The role of the Posse Comitatus Act in the Great Betrayal of African Americans does not argue against invoking it to prevent irresponsible and racist actions by Trump. Rather, it demonstrates how almost every aspect of the U.S. legal system has a racist undercurrent. White supremacy in the south resulted from conscious policies applied by the federal government over decades that reversed political reforms in the secessionist states, facilitating the institutionalization of white supremacy by state and local governments.

Along with Abraham Lincoln, Franklin D. Roosevelt was, in my opinion, the greatest U.S. president. Notwithstanding his accomplishments, many of FDR’s programs reinforced white supremacy, the most obvious case being his failure to support the anti-lynching bill of 1937, which southern Senators, all Democrats, filibustered to death. Less obvious, FDR’s original version of the Social Security Act of 1935 covered agricultural and domestic servants.

However, African Americans made up the agricultural labor force of the south, and white southern Congressmen controlled the committees through which New Deal legislation had to pass. Roosevelt decided that excluding agricultural workers represented a necessary condition for the passage of Social Security. More grotesque, the famous G.I. Bill of Rights (officially the Serviceman’s Readjustment Act of 1944) in practice excluded 1.2 million African-American veterans from its benefits.

In 1944, southern racists forced Roosevelt to abandon his progressive vice president Henry Wallace and replace him with Harry Truman, a Missouri Senator with a racist history (his parents owned slaves). When Truman became president after the death of Roosevelt in May 1945, few expected him to become the first chief executive since Grant to initiate a policy explicitly intended to reduce white supremacy. In 1947 he ended formal segregation of the military and a year later integrated employment in the federal government.

By contrast, President Dwight Eisenhower lobbied the head of the Supreme Court to support the southern racists opposing the path-breaking decision to end “separate but equal” schools, Brown vs. the Board of Education.
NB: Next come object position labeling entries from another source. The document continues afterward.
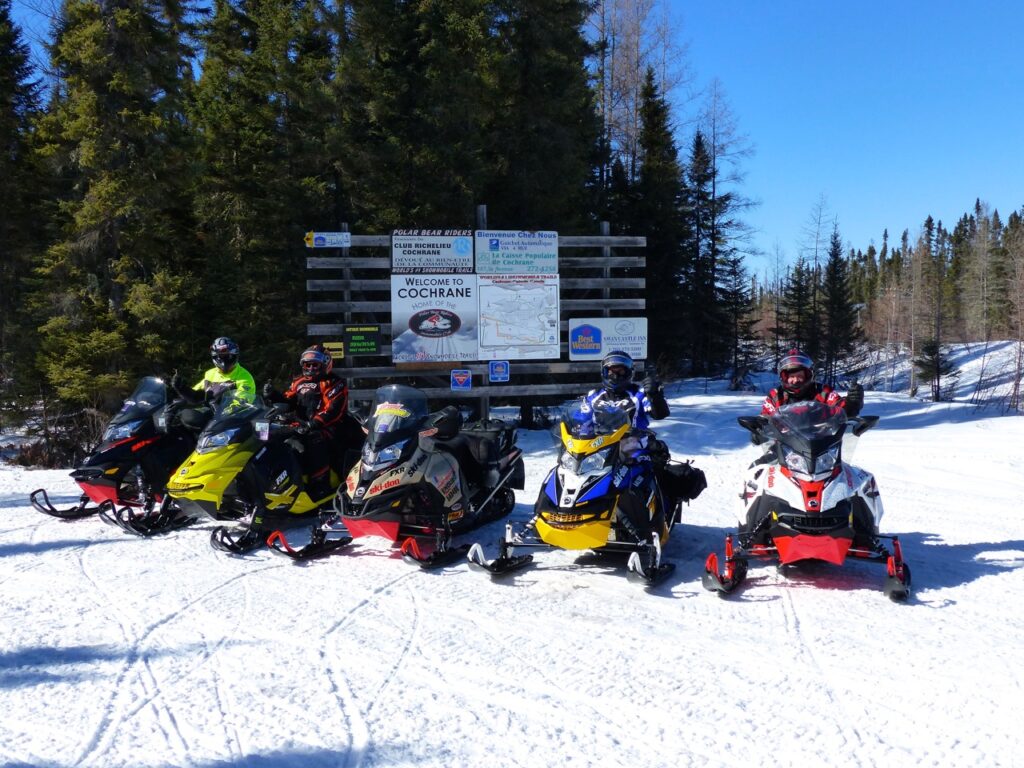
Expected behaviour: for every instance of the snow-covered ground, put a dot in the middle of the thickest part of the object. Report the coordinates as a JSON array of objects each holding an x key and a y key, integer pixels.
[{"x": 121, "y": 651}]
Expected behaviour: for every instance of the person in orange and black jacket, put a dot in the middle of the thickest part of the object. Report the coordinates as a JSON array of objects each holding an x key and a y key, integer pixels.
[
  {"x": 320, "y": 397},
  {"x": 796, "y": 373}
]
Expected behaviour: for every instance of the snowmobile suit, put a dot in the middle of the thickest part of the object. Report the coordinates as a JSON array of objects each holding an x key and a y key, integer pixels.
[
  {"x": 214, "y": 379},
  {"x": 634, "y": 399},
  {"x": 323, "y": 400},
  {"x": 820, "y": 392}
]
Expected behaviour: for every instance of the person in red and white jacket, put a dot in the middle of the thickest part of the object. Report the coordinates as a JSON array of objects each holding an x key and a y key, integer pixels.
[
  {"x": 320, "y": 397},
  {"x": 796, "y": 373}
]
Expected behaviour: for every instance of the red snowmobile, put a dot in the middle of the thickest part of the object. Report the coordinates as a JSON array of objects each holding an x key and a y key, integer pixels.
[
  {"x": 802, "y": 502},
  {"x": 422, "y": 478},
  {"x": 130, "y": 467}
]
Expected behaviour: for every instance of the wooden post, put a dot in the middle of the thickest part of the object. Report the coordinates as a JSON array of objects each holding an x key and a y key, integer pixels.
[{"x": 481, "y": 223}]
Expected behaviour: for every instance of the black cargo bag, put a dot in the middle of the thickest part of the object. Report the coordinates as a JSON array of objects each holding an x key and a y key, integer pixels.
[{"x": 683, "y": 480}]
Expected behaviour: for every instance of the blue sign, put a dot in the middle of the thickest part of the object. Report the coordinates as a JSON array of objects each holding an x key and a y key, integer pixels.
[
  {"x": 462, "y": 381},
  {"x": 585, "y": 340},
  {"x": 498, "y": 371}
]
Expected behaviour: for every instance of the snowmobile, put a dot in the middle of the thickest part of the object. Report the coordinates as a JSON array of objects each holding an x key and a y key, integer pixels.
[
  {"x": 422, "y": 478},
  {"x": 801, "y": 501},
  {"x": 140, "y": 448},
  {"x": 603, "y": 496},
  {"x": 246, "y": 465}
]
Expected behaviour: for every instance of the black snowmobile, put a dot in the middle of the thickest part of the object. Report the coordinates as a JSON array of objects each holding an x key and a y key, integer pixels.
[
  {"x": 421, "y": 477},
  {"x": 141, "y": 446}
]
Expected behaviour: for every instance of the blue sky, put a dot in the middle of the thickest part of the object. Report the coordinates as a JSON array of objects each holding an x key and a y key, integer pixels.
[{"x": 891, "y": 111}]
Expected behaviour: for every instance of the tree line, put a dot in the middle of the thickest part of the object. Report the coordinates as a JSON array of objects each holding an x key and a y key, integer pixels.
[
  {"x": 160, "y": 174},
  {"x": 160, "y": 170}
]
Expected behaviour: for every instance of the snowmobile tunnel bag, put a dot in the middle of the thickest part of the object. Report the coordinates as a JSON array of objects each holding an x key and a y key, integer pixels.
[{"x": 684, "y": 481}]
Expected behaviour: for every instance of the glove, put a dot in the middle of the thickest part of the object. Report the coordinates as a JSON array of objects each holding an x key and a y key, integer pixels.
[
  {"x": 854, "y": 400},
  {"x": 651, "y": 386}
]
Eisenhower’s successor, John Kennedy, had at best an ambiguous record on white racism during his brief tenure as president. His vice president Lyndon Johnson, like Truman a southerner (from Texas), became the first president since Grant to introduce substantial legislation aimed at undermining white supremacy—the Civil rights Act of 1964 and the Voting Rights Action of 1965. No subsequent president would take any major step towards reducing white supremacy.

Looking Backwards

The view that U.S. society has made continuous or even sustained progress reducing white supremacy since the 1950s is false. Reaction and resurgence of white supremacy have followed the few moments of substantial progress. Reconstruction in the south, which fundamentally challenged white supremacy in the secessionist states ended abruptly, followed by a complete reversal with little gained in the south beyond the formal end of slavery. Since the 1960s, Congress, state governments, and the Supreme Court have weakened the civil rights laws passed under Lyndon Johnson.

Gains would have been non-existent and the setbacks even greater were it not for the struggles led by the civil rights movement in the 1950s and subsequently. That movement has persisted despite continuous repression over the decades.

Physically, the Austin in which I grew to adulthood has changed almost beyond recognition. The racism and white rule of the 1950s and 1960s remains, altered in form but not in essence. The reign of terror that enforces white rule continues despite the statue of an African-American legislator, Barbara Jordan, in the airport and the renaming of a major street as Martin Luther King Boulevard. With the exception of very few university professors and professionals, Austin remains as segregated and white ruled as it was in my teenage years.

Two years ago when I walked the streets near the university campus and the central city south of the state capitol, I encountered few African Americans. Housing integration has meant gentrification that has forced African Americans into ever more distant suburbs. Far from weird, Austin adheres to the nature of U.S. society, idyllic for middle class whites, a repressive apartheid for African Americans.